The advice will be: it works in these sorts of conditions, it doesn't work so well in those conditions, it works well in that sort of environment. We've got to think of interoperability other pieces of equipment - does communications equipment interfere, for example? It's very difficult to mirror the communications environment in Afghanistan back in the UK. So the scientific adviser will collate all that evidence and all that data from their testing and trials and send it back to the UK. That will go to the procurers. If the equipment is already deployed, they will provide advice to staff on how to use that equipment while they're in theatre.
What are people now wearing or doing differently in terms of IEDs thanks to scientific intervention?

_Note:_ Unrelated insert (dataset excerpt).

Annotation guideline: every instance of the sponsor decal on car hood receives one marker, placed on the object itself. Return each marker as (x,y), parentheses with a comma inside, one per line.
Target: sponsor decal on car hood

If you compare it to when I deployed as scientific adviser in 2007, the uniform that the troops wear is different. Some of the protection equipment is different. You may have heard of the pelvic protection which was deployed a couple of years ago. Every member of the armed forces who deploys in Afghanistan gets what is called tier one pelvic protection which is effectively a set of underpants which are made of silk and are ballistically tested. They provide protection against some of the fragmentation that you get during IED events.
If you said to someone who's not there that one of the things you need for protection is silk boxer shorts, it wouldn't immediately seem like common sense.
No - it doesn't and this is where having the scientists and technologists involved is important for pointing out the benefit. It doesn't say that by putting on a pair of these, the person gets ultimate protection. But these boxer shorts will reduce the severity of injuries significantly, so they can be of great benefit - and have been of great benefit - to the troops who are unfortunate enough to be involved in these incidents.